ANTONIO CARONIA, Corpi e buchi, in Paolo Gallerani, Sculture e ambienti 1999-2009, Officina Libraria, Milano 2009, pp. 45-48, pubblicato in occasione
della mostra al Politecnico di Milano, Facoltà di Architettura Civile, Campus
Durando, Bovisa, Milano 17 febbraio - 6 marzo 2009. Ripubblicato in Paolo Gallerani, Innesti e snodi, Officina Libraria, Milano 2016, pp. 132-134, catalogo della mostra
alla Fondazione Mudima, Milano 11 febbraio - 11 marzo 2016.
ANTONIO CARONIA
CORPI E BUCHI
Un buco non è semplicemente un vuoto dove
prima c’era un pieno. “I buchi
connettono all'ambiente, in modo controfattuale, l'oggetto che li ospita,”
scrivono Roberto Casati e Achille Varzi (Buchi e altre superficialità,
Garzanti 1996); “essi danno origine a una serie di connessioni relazionali fra
l'oggetto e ciò che può circondarlo. Se si può pensare a un buco, si deve anche
poter pensare che il buco può o no essere riempito, che certe cose si muoverebbero
in modi diversi solo perché il buco è presente o meno, che una cosa sarebbe
inutile se non fosse per il suo buco, o addirittura che una cosa non sarebbe
ciò che è senza il suo buco.” Da sempre la scultura ha a che fare con buchi,
rientranze, cavità, crepe, fessure e simili. E da
parecchi anni Paolo Gallerani costruisce due tipi di oggetti in pietra: negli
uni, che chiama “vigne”, opera una rete complessa di scavi, producendovi un
sistema di buchi e di cavità connessi tra loro in una frastagliatissima e
perturbante topologia; dalla superficie di altri, che chiama in genere “urne”,
fa invece emergere una serie di spunzoni, chiodi, bastoncini, filamenti sottili
ma duri, anch’essi inquietanti, perché trasformano la convessità dell’oggetto
di partenza, in qualche modo negandola. Due strategie
apparentemente opposte (e che a volte si combinano nella stessa opera) e producono però un risultato simile:
sembrano rendere estremamente difficile, anche all’occhio, abitare quelle
superficie, mettono in discussione la chiara distinzione fra interno ed
esterno.
E poi, ogni tanto, nei lavori in pietra
come in quelli in legno (imponenti tronchi anch’essi scavati e ricoperti di
chiodi), troviamo appese una quantità di foto, cartoline, foglietti manoscritti
(dallo stesso Gallerani) o a stampa. Immagine e parola: i due elementi
fondamentali delle pratiche della rappresentazione nella cultura umana. Al di
là del fatto che quelle foto e quelle pagine servono in prima battuta a
informare lo spettatore sui punti di partenza del lavoro dell’artista (punti di
partenza interni ed esterni alla storia dell’arte: ci sono anche fatti di
cronaca, filosofia, poesia), la loro
presenza segnala anche un’altra intenzione, mi pare. Queste pietre traforate,
questi tronchi trafitti come altrettanti santi bartolomei sembrano rivendicare
una decisa (per non dire polemica) autonomia nei confronti dell’immagine.
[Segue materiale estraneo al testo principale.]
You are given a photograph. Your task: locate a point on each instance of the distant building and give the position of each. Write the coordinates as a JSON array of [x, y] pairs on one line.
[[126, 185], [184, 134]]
L’idillica e tradizionale tripartizione delle “belle arti” figurative (pittura,
scultura, architettura) non deve trarre in inganno. Da sempre la pittura (e
così le immagini tecnologiche che ne hanno raccolto l’eredità, come la
fotografia) si è arrogata un posto privilegiato, paradigmatico si direbbe,
nelle pratiche di rappresentazione, come quell’arte che con maggiore evidenza e
“purezza” esprimeva il primato della vista sugli altri sensi, la capacità di
astrarre e costruire forme e imporle alla realtà, in un trionfo della
rappresentazione tanto più convincente quanto più depurava il sensorio umano
dalle pratiche che ancora lo legano al corpo e alla percezione, per estrarne
una modalità sempre più eterea, immateriale e “teorica” (in senso letterale ed
etimologico se ricordiamo che, per i Greci, la teoria è essenzialmente una visione.)
Forse fu Johann Gottfried Herder (Scritti sull’arte plastica, 1769) a
contrapporre per primo la scultura alla pittura, definendo la vista “il più
artificioso e filosofico tra i sensi dell’uomo”, origine di una fruizione
contemplativa e passiva della “bellezza” (in tedesco Schönheit da schauen,
vedere) che appiattisce la realtà.
Da Herder parte tutto un filone critico
nei confronti dell’immagine che, attraverso Nietzsche, arriva sino a Benjamin
e, più recentemente, a Vilém Flusser, e a cui mi sembra di poter ricollegare il
lavoro di Gallerani. È una linea che rivendica l’integralità del corpo e la
densità della materia contro la divisione dei sensi e la “leggerezza”
dell’astrazione, l’orizzontalità contro la verticalità, l’intrecciarsi
plurimo e complesso delle relazioni
contro la semplificazione senza spessore del pensiero lineare. Certo, talvolta
la polemica contro il potere delle immagini si appiattisce anch’essa, e fa del
“corpo” un concetto immediato e indiscusso, in una ricerca dell’“origine” che
sottovaluta il sofferto lavoro linguistico che rende così peculiare e
“culturale” l’esistenza e la vita di un corpo umano. Ridotto a una funzione
mitica e agiografica, il corpo finisce così per incarnare un altro tipo di
“purezza” non meno artificioso di quella che vorrebbe superare. Ma non mi
sembra questo il caso di Gallerani, che appare invece ben cosciente della
complessità del concetto di corpo e degli equivoci delle sue pratiche.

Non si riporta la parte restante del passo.